A corset is a garment worn to mould the torso into a desired shape. Both men and women wear corsets, though women are more common wearers.
The most common and well-known use of corsets is to slim the body and make it conform to a fashionable silhouette. For women this most frequently emphasizes a curvy figure, by reducing the waist, and thereby exaggerating the bust and hips. However, in some periods, corsets have been worn to achieve a tubular straight-up-and-down shape, which involves minimising the bust and hips.
An overbust corset encloses the torso, extending from just under the arms to the hips. An underbust corset begins just under the breasts and extends down to the hips. Some corsets extend over the hips and, in very rare instances, reach the knees. A shorter kind of corset, which covers the waist area (from low on the ribs to just above the hips), is called a waist cincher. A corset may also have attached suspenders to hold up stockings. (Alternatively a separate suspender belt may be worn for that.)
Corsets are typically constructed of a flexible material (like latex, PVC, leather or cloth, particularly coutil) stiffened with boning (also called ribs or stays) inserted into channels in the cloth or leather. At one time, the best stays were of whalebone, but nowadays steel is used.
The craft of corset construction is known as corsetry, as is the general wearing of them. Someone who makes corsets is a corsetier or corsetière (French terms for a man and for a woman, respectively), or sometimes simply a corset-maker. (The word corsetry is sometimes also used as a collective plural form of corset.)

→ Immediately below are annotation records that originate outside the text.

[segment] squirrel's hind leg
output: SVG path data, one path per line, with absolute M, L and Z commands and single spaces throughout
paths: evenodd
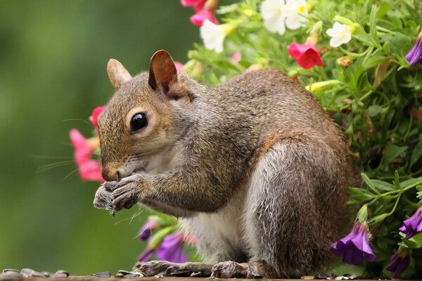
M 299 138 L 280 140 L 261 156 L 243 218 L 249 271 L 296 277 L 330 259 L 331 224 L 343 204 L 338 158 L 324 143 Z

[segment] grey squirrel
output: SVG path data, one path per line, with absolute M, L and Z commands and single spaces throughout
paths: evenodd
M 207 261 L 135 270 L 274 278 L 330 263 L 355 177 L 338 128 L 302 86 L 268 68 L 207 86 L 162 50 L 134 77 L 115 60 L 107 70 L 116 92 L 98 119 L 106 182 L 94 205 L 175 216 Z

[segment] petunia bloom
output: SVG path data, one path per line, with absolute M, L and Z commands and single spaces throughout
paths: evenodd
M 410 256 L 409 253 L 407 251 L 397 252 L 392 255 L 390 260 L 390 264 L 386 269 L 394 273 L 392 275 L 393 278 L 398 278 L 400 274 L 409 267 L 409 264 Z
M 321 55 L 314 45 L 293 43 L 287 46 L 287 51 L 293 58 L 296 60 L 299 65 L 305 70 L 315 65 L 324 65 Z
M 334 22 L 333 28 L 329 28 L 326 31 L 326 34 L 331 37 L 330 46 L 332 47 L 338 47 L 352 39 L 350 28 L 347 25 L 342 25 L 338 22 Z
M 422 31 L 418 35 L 416 43 L 404 57 L 410 65 L 422 63 Z
M 70 130 L 69 137 L 75 149 L 73 158 L 81 178 L 83 181 L 104 182 L 100 163 L 91 159 L 94 150 L 98 145 L 98 138 L 87 139 L 75 129 Z
M 184 234 L 177 232 L 166 236 L 157 250 L 157 256 L 162 261 L 184 263 L 186 255 L 183 252 Z
M 221 53 L 223 51 L 224 38 L 233 29 L 234 27 L 229 23 L 218 25 L 208 20 L 205 20 L 199 32 L 205 48 Z
M 153 230 L 158 228 L 160 224 L 153 220 L 149 220 L 142 226 L 138 234 L 140 240 L 146 240 L 151 235 Z
M 376 256 L 369 245 L 369 234 L 366 223 L 357 223 L 350 233 L 331 245 L 331 251 L 343 256 L 346 263 L 359 266 L 364 259 L 374 261 Z
M 409 239 L 418 233 L 422 233 L 422 207 L 412 216 L 403 222 L 403 226 L 399 230 L 406 235 L 405 238 Z
M 98 117 L 101 114 L 103 111 L 106 109 L 106 106 L 98 106 L 98 107 L 95 107 L 94 110 L 92 110 L 92 113 L 89 117 L 89 121 L 95 127 L 98 126 Z

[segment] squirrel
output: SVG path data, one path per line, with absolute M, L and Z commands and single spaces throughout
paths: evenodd
M 164 50 L 134 77 L 116 60 L 107 70 L 116 91 L 98 118 L 106 181 L 94 206 L 173 215 L 207 261 L 134 270 L 280 278 L 331 264 L 355 177 L 340 129 L 304 87 L 272 68 L 208 86 Z

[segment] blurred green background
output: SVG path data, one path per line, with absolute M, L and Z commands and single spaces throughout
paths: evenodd
M 132 74 L 161 48 L 186 62 L 199 41 L 193 13 L 178 0 L 1 0 L 0 269 L 132 268 L 146 212 L 94 208 L 98 184 L 72 173 L 68 132 L 91 136 L 88 117 L 113 92 L 110 58 Z

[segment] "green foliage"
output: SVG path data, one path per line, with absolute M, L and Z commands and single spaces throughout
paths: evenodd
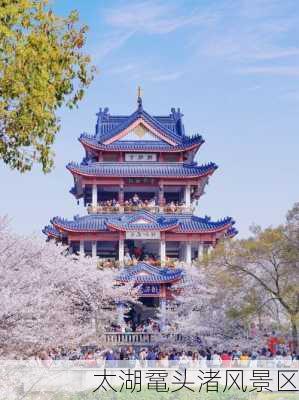
M 93 79 L 78 14 L 56 16 L 46 0 L 0 0 L 0 158 L 21 172 L 53 166 L 56 115 Z

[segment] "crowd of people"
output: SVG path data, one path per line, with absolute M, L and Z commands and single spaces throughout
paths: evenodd
M 170 201 L 164 204 L 164 211 L 171 213 L 180 213 L 184 211 L 185 203 L 183 201 Z M 94 213 L 105 212 L 119 212 L 121 204 L 116 199 L 98 201 L 96 206 L 88 205 L 88 211 Z M 151 199 L 142 200 L 141 197 L 135 193 L 132 198 L 125 200 L 123 203 L 124 212 L 132 212 L 138 210 L 148 210 L 151 212 L 159 211 L 158 201 L 156 197 Z
M 96 346 L 81 347 L 66 350 L 50 349 L 37 355 L 42 360 L 84 360 L 87 366 L 102 366 L 106 361 L 134 361 L 134 366 L 150 366 L 150 362 L 157 362 L 160 367 L 179 365 L 184 368 L 294 368 L 299 364 L 299 355 L 291 351 L 271 352 L 264 347 L 256 351 L 242 350 L 238 346 L 234 349 L 221 350 L 213 347 L 199 347 L 195 351 L 185 351 L 172 348 L 164 351 L 159 346 L 136 348 L 133 346 L 118 349 L 100 349 Z M 138 365 L 139 363 L 139 365 Z M 153 365 L 153 364 L 152 364 Z

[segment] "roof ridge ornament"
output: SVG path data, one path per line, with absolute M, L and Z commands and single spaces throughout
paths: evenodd
M 143 106 L 142 106 L 142 89 L 140 86 L 137 87 L 137 105 L 138 105 L 138 112 L 143 111 Z

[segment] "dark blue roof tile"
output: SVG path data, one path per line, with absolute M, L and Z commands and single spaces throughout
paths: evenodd
M 90 176 L 117 176 L 117 177 L 198 177 L 213 173 L 217 169 L 215 163 L 198 166 L 196 163 L 110 163 L 93 162 L 78 164 L 71 162 L 67 168 L 75 173 Z
M 141 261 L 136 266 L 126 267 L 116 280 L 136 284 L 170 283 L 182 279 L 184 275 L 184 270 L 180 268 L 159 268 Z

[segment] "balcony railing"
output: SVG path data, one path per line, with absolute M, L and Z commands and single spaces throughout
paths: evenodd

Corsets are held together by lacing, usually (though not always) at the back. Tightening or loosening the lacing produces corresponding changes in the firmness of the corset. Depending on the desired effect and time period, corsets can be laced from the top down, from the bottom up, or both up from the bottom and down from the top, using two laces that meet in the middle. It is difficult — although not impossible — for a back-laced corset-wearer to do his or her own lacing.
By wearing a tightly-laced corset for extended periods, known as tightlacing, men and women can learn to tolerate extreme waist constriction and eventually reduce their natural waist size. Tightlacers dream of 40 to 43 centimeters (16 to 17 inches) waists, but most are satisfied with anything under 50 centimeters (20 inches). Until 1998, the Guinness Book of World Records listed Ethel Granger as having the smallest waist on record at 32.5 centimeters (13 inches). After 1998, the category changed to "smallest waist on a living person" and Cathie Jung took the title with a 37.5 centimeters (15 inches) waist. Other women, such as Polaire, also have achieved such reductions (14 inches in her case).
However, these are extreme cases. Corsets were and are still usually designed for support, with freedom of body movement an important consideration in their design. Present day corset-wearers usually tighten the corset just enough to reduce their waists by 5 to 10 centimeters (2 to 4 inches); it is very difficult for a slender woman to achieve as much as 15 centimeters (6 inches), although larger women and men can do so more easily.
There are some special types of corsets and corset-like devices which incorporate boning.
A corset dress (also known as hobble corset because it produces similar restrictive effects to a hobble skirt) is a long corset. It is like an ordinary corset, but it is long enough to cover the legs, partially or totally. It thus looks like a dress, hence the name. A person wearing a corset dress can have great difficulty in walking up and down the stairs (especially if wearing high-heeled footwear) and may be unable to sit down if the boning is too stiff.
A neck corset is a type of posture collar incorporating stays and it is generally not considered to be a corset.